Não vejo experimentos fracassados como algo ruim. A experimentação de Arneson com wargames foi o que criou o hobby dos jogos de interpretação em primeiro lugar.

O Dungeon Master’s Guide de Advanced Dungeons & Dragons é algo que, na minha opinião, todo Mestre de Jogo deveria ler de cabo a rabo pelo menos uma vez. Tenho duas cópias e um PDF dele. Sempre tiro algo novo quando o pego para ler.

No entanto, rejeito a noção absurda de que ninguém melhorou as ideias de Gary desde 1979.

Rejeito a noção absurda de que estruturas comuns de campanha e cenários de aventura que funcionavam em 1979 funcionarão da mesma maneira em 2022. Temos uma cultura diferente. Tecnologia diferente.

Também aprendemos algumas coisas sobre design de jogos desde 1979.

A heresia desta semana em uma casca de noz.

Vou fazer as coisas do meu jeito quando meus interesses, prioridades e valores divergirem dos interesses, prioridades e valores de Gary.

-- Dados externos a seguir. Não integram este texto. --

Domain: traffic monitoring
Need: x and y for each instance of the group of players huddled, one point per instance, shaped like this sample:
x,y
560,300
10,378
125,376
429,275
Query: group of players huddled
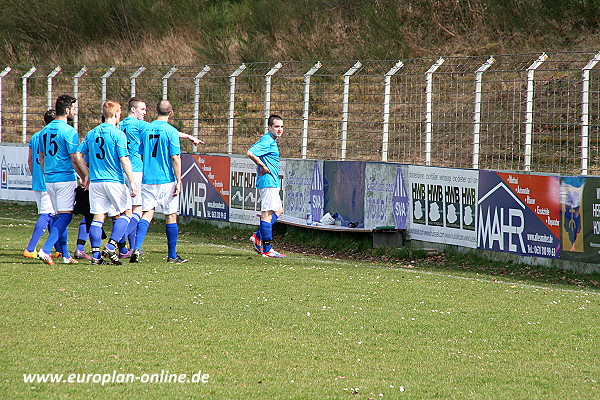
x,y
127,170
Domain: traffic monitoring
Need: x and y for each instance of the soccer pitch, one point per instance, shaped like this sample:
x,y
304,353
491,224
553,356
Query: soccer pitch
x,y
233,325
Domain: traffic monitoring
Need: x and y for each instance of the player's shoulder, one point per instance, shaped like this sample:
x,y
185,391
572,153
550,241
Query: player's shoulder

Quando mestro AD&D, mestro do meu jeito. Se isso o torna um Não-AD&D, e daí? Se estou me divertindo e as pessoas que jogam comigo também estão, então não me importo.

AD&D veio das experiências de tentativa e erro de Gary. Ele aprendeu da maneira difícil e através de correspondência com outros designers e MJs. São boas regras para o jogo que Gary achava ser a melhor forma de rodar o jogo que ele acreditava que devíamos jogar.

Eu não trabalho a partir do mesmo conjunto de experiências ou pressupostos que Gary tinha em 1979.

Às vezes minhas alterações funcionam. Às vezes não. Gosto da experiência de mexer e aprendo algo quando tento coisas que Gary não pretendia.

Gary criou algo incrível e compartilhou com o resto de nós. Isso não torna seu trabalho isento de falhas, de oportunidades de melhoria ou de variações criativas que ele não achava dignas do seu jogo.

Rejeito a advertência de que eu “deveria” simplesmente seguir Gary e ignorar minhas próprias experiências, conhecimentos e intuições.

Vou fazer o que funciona para mim e para o meu jogo.